3. Be transformed my the renewing of my mind through scripture memory; and this should really have been the first point on the list because this is where the entire journey begins for me. I’ve talked about wanting to memorize scripture in conjunction with my quest for discipline and I am pleased to report that — by Gods grace — I have memorized my first “fighter verse” and am currently on my second. I can already tell a big difference in my thinking and thought processes as a result of spending time over the last week memorizing the first verse. You may find this cheesy but I am sharing it anyway because I think it has biblical undertones: I am a Zeta Tau Alpha and a line in our creed says: “the thought is father to the deed so only that which we would have manifest in our experience should be entertained in thought.” I love that line of our creed because I believe it helps make sense of the idea of being transformed from the inside out through scripture memory. Whatever you are thinking about will become your reality. My therapist called this visualization and always praised me for being good at it from a therapeutic perspective. Beth Moore taught me in Breaking Free to “wallpaper my mind with Scripture.” This kind of inward transformation and renewal of my mind will determine my success. I truly believe that there is no way I will fail at this if I am memorizing scripture and letting God’s spirit do its work IN me.

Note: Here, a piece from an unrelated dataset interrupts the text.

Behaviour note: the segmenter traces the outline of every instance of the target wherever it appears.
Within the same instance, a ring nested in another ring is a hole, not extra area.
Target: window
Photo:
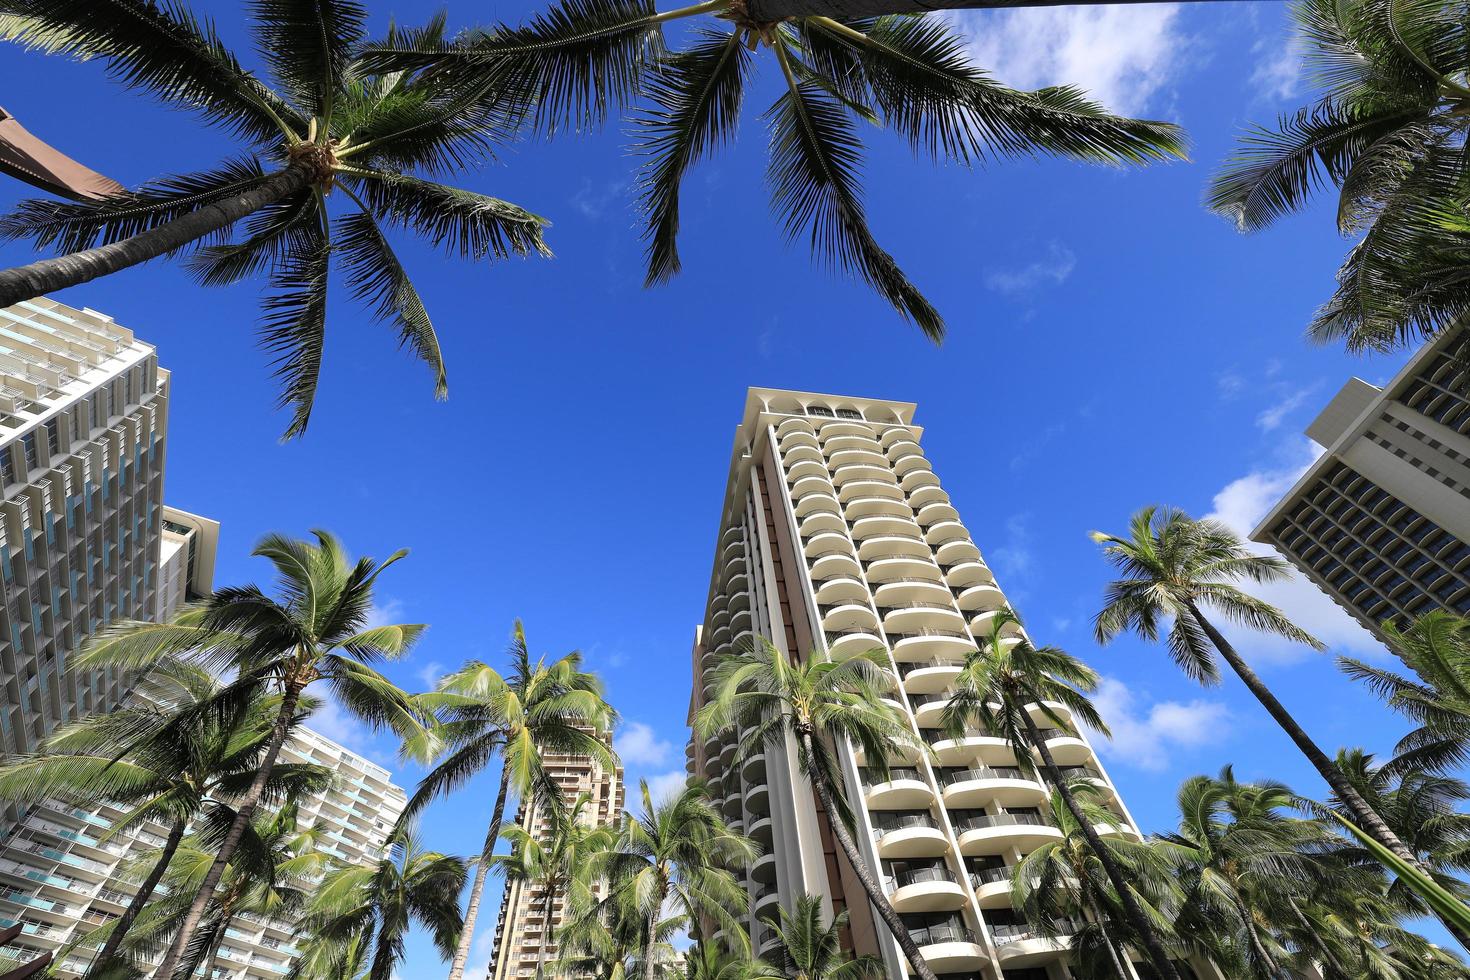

So there you have it. This is how I will apply discipline to lose 50 lbs and kick-start an inner transformation that will, Lord willing, be a permanent lifestyle change that I can teach my kids and rely on to keep me healthy and happy for the rest of my life.
Wow, this is the longest blog ever. They wont all be this long. I just had to get all my thoughts out there to tee up this new leg of my discipline journey. If you made it this far, you are a real friend, thanks for hanging with me!